湘南を崩せずスコアレスドロー 酒井宏樹が厳しい試合の中でも感じた手応えとは【河合貴子 試合のポイント/J27節湘南戦】

(Report by 河合貴子)

負けなかったが、勝てなかった。「疲れはないとは言えない」とリカルド・ロドリゲス監督は、試合後に険しい表情を浮かべていた。リーグ戦、4連勝を目指しアウェイ湘南に乗り込んだ浦和であったが、両者譲らずにスコアレスドローの痛み分けになってしまった。

特に浦和は、東京オリンピック後のJリーグ再開となった8月9日アウェイ札幌戦から始まった変則的な9連戦まっただ中の6戦目だ。対する湘南は、連戦中とはいえ天皇杯・ラウンド16の大阪戦の開催が9月22日となったために3連戦目の試合であった。試合中に降り出した雨が、疲労が溜まっている浦和の選手たちに重くのしかかっているようにも感じた。

前節の広島戦のスタメンスタメンから明本考浩選手と江坂任選手、岩波拓也選手がベンチスタートとし、左サイドバックに宇賀神友弥、左サイドハーフに大久保智明選手、トップ下に小泉佳穂選手を起用して挑んだ。基本は4-2-3-1であったが、攻撃時には両サイドバックが高いポジションを取り、ダブルボランチの平野佑一選手がDFラインに下がり3枚回しの組み立てをした。

試合開始から、しっかりとポゼッションする構えを見せた浦和であったが、ファーストシュートは湘南であった。8分、浦和陣内でボールを奪うとショートカウンター気味に素早く仕掛けて、大橋選手がカットインから果敢にシュートを放ってきた。

だが、徐々に浦和が自分たちのリズムで試合を支配していった。10分には、小泉選手からの斜めの楔のパスを受けた大久保選手がカットインからミドルシュート。21分にも平野選手からの縦パスが小泉選手に入り、そこから今度は右サイドのバイタルエリアの関根貴大選手が仕掛けてマイナスのクロスを入れるもしっかりとゴール前を固めている湘南のDF陣にクリアーされてしまった。

大久保選手が「前半に自分が決定機を決めていれば試合がもっと楽に進められましたし、決めきれないことがまだ足りない部分だと思ったので、今日の0-0ということに責任を感じています」と自責の念に駆られていたのは、35分のシーンであった。

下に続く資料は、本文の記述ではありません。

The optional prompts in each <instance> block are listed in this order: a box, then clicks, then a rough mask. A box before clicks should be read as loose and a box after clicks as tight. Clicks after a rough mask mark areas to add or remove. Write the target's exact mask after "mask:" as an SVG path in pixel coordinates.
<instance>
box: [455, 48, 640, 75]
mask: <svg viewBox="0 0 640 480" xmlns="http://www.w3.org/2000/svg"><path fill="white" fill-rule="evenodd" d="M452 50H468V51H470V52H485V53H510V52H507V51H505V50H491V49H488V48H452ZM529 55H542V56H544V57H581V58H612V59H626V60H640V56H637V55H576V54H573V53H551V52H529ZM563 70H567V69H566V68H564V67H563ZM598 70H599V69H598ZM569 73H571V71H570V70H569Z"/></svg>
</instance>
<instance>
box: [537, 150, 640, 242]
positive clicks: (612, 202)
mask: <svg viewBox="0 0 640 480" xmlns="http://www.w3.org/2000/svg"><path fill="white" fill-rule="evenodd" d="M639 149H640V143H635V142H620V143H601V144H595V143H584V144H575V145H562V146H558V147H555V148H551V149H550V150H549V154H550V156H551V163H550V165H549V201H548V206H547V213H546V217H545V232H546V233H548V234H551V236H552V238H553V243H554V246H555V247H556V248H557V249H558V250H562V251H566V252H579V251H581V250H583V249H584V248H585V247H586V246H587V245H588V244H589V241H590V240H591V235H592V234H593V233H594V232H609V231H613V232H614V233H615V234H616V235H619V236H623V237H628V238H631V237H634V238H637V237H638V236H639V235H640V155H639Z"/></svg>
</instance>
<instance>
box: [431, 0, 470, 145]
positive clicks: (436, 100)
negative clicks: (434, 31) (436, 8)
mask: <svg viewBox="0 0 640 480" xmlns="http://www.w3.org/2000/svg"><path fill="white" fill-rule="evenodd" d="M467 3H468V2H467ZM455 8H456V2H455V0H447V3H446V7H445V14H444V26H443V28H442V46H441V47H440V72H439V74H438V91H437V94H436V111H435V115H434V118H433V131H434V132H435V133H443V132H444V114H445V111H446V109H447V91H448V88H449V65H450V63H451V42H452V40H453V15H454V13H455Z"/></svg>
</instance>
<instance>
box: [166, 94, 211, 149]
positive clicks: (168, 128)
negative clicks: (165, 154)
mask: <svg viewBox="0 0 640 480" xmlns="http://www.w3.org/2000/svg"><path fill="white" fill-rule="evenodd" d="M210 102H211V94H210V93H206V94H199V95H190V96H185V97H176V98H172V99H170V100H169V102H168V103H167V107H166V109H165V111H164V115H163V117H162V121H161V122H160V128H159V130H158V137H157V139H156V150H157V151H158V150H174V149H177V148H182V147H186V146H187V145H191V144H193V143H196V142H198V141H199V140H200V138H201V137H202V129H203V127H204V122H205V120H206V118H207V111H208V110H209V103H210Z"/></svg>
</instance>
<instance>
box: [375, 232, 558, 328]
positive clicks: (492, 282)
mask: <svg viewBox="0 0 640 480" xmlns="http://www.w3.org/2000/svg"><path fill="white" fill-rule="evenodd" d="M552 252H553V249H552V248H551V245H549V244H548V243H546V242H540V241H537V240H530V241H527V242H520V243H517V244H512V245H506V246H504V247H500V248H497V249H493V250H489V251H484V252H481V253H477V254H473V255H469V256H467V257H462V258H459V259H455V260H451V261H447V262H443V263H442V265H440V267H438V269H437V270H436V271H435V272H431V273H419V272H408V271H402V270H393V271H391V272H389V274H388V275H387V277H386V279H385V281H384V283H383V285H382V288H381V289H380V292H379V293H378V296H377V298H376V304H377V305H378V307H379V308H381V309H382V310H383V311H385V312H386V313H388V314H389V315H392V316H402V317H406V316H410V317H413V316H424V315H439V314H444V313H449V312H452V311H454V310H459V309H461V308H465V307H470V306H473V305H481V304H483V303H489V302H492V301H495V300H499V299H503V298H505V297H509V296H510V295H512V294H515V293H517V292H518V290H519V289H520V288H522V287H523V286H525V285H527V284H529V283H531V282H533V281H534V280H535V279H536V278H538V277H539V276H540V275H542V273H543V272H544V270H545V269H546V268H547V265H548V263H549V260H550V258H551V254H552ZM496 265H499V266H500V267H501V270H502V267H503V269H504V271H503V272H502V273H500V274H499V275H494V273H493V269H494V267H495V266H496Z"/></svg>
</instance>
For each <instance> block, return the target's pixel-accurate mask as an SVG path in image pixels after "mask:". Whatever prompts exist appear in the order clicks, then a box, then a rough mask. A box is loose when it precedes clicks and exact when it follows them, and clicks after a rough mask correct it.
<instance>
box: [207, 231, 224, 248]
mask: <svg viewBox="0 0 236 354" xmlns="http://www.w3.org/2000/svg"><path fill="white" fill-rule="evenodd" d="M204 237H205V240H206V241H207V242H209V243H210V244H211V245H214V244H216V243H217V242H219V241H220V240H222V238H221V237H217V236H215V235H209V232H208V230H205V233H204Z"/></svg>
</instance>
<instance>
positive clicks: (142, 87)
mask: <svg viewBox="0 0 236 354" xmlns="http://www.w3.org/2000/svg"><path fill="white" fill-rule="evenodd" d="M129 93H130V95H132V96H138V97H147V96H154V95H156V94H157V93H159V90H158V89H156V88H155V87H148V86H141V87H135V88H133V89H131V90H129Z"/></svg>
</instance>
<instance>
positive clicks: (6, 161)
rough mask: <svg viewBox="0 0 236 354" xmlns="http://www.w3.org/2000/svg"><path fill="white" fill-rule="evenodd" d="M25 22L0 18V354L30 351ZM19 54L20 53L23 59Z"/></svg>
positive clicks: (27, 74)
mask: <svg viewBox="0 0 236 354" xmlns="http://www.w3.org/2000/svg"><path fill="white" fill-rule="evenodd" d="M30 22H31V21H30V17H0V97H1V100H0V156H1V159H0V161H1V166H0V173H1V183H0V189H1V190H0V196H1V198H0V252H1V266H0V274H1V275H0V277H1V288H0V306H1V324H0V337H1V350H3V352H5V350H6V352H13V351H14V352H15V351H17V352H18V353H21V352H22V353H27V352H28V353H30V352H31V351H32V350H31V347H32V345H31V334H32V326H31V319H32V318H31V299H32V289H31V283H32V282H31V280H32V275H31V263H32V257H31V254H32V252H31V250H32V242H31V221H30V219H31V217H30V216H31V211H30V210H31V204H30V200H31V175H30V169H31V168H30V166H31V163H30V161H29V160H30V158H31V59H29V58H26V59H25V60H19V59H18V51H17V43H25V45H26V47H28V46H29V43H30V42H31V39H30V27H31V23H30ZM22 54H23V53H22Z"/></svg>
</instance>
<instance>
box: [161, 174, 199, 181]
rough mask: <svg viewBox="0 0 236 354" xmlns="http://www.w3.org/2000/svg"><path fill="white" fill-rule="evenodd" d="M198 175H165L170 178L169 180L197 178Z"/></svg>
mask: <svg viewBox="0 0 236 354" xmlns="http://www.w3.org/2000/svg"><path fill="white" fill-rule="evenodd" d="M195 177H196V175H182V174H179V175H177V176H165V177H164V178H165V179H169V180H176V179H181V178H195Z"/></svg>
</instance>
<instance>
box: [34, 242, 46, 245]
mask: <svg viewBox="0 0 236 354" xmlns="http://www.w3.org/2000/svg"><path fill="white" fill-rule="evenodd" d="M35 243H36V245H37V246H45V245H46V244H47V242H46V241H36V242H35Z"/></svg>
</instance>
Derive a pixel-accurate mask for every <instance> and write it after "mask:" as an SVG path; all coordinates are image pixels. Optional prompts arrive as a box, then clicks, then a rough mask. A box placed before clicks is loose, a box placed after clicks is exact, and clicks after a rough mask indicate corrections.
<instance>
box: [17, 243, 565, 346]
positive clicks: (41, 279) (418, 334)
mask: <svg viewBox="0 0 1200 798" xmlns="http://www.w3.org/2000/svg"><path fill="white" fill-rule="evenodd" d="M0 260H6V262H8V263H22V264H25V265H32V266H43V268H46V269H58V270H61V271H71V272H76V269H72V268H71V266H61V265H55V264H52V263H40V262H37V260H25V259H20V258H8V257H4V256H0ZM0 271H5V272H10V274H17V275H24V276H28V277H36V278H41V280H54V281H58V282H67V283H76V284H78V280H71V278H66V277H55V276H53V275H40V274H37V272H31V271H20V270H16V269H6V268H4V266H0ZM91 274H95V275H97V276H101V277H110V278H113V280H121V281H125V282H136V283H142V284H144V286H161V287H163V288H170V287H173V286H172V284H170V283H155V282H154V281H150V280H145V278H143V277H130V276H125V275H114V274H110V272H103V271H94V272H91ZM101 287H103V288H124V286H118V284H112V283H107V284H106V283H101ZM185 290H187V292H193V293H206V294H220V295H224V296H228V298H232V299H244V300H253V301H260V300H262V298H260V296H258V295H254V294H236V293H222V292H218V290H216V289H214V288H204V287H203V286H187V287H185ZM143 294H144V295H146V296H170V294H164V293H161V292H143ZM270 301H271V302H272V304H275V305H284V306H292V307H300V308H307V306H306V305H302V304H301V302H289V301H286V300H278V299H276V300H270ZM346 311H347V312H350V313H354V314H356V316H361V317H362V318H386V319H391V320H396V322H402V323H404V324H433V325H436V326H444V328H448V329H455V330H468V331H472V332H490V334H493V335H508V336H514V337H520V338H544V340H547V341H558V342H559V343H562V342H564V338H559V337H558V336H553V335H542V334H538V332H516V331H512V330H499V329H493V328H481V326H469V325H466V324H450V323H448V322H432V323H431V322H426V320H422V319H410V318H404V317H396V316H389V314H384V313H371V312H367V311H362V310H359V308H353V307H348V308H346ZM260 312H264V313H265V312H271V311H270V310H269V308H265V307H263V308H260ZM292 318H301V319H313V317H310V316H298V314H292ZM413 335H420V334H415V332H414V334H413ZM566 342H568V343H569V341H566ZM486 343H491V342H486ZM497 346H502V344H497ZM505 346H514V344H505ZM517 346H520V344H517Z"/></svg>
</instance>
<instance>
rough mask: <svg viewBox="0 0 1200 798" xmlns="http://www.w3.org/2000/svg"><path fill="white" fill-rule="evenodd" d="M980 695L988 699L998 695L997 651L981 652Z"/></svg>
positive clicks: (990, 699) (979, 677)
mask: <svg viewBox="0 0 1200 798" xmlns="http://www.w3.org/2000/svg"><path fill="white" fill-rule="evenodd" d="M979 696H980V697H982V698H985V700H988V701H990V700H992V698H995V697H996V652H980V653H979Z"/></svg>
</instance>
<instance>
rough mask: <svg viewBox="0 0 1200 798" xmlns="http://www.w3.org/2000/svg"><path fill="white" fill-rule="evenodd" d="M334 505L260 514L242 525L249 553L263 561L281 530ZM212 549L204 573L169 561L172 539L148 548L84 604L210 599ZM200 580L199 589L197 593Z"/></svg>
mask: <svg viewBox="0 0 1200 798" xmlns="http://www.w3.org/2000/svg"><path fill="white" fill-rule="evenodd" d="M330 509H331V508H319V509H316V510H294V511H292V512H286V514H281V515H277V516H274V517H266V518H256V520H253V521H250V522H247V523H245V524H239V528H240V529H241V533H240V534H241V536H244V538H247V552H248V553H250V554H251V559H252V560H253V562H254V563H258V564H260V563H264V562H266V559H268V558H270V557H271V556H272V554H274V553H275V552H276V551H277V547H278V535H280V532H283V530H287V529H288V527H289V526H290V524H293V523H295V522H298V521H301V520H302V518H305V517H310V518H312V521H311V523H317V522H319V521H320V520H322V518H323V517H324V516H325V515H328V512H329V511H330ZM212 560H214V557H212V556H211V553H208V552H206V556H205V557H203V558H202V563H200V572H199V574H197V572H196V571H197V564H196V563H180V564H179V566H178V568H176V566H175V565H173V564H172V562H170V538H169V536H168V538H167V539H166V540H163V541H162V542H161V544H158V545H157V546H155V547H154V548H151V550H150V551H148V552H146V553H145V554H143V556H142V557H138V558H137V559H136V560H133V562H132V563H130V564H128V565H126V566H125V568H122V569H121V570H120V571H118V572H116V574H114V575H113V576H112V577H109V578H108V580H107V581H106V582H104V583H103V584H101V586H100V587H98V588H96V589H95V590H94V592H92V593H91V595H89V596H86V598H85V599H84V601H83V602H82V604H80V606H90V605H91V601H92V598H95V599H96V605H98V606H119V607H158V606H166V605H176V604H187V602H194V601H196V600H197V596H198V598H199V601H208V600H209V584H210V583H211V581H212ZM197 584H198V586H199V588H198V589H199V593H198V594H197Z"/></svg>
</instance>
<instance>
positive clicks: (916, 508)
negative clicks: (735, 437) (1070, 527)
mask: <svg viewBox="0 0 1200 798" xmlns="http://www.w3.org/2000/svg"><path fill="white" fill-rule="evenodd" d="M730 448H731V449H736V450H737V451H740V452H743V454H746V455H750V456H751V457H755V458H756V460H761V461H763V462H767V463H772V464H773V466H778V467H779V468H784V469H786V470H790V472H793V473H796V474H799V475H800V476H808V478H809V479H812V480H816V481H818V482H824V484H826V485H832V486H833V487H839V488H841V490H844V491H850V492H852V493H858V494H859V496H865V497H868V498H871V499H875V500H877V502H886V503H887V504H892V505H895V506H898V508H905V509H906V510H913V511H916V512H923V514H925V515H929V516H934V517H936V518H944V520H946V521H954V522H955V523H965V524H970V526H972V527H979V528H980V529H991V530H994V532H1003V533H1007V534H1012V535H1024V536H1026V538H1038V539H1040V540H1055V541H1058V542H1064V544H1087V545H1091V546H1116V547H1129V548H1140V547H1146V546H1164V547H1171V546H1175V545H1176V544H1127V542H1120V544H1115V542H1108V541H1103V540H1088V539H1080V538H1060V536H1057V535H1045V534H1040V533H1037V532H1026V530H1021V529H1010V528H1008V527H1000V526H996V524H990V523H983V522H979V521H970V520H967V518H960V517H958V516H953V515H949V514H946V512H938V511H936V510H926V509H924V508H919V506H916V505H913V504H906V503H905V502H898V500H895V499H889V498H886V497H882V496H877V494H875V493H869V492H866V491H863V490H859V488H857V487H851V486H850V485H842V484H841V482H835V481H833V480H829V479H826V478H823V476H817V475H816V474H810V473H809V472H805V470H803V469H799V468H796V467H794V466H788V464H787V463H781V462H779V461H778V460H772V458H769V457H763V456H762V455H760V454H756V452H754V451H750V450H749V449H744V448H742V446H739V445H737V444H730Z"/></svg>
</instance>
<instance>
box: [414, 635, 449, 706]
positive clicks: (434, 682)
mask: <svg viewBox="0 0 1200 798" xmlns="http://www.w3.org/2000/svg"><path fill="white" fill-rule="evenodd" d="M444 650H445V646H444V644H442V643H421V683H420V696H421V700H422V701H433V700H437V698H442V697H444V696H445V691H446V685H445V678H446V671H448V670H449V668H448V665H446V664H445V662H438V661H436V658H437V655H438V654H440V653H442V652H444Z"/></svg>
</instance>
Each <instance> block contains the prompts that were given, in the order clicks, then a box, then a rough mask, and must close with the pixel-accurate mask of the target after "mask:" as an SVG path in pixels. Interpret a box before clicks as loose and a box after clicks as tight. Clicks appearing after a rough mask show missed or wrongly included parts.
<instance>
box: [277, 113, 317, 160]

大久保選手が湘南の2ブロックの守備の間で平野選手からパスを受けると、タイミングを計りながらキャスパー・ユンカー選手へ。ユンカー選手からのスルーパスを小泉選手がおとりとなってスルーし、ファーサイドに走り込んだ大久保選手が左足で放ったシュートは惜しくも枠を捉えることが出来なかった。しかし、見事なオフ・ザ・ボールの動きから決定機を作り出したシーンであった。

湘南に決定機を与えなかった前半であったが、浦和が放ったシュートは4本、湘南は5本。湘南のシュートのほとんどはCKだ。浦和のCKは1本に対して、湘南は5本だ。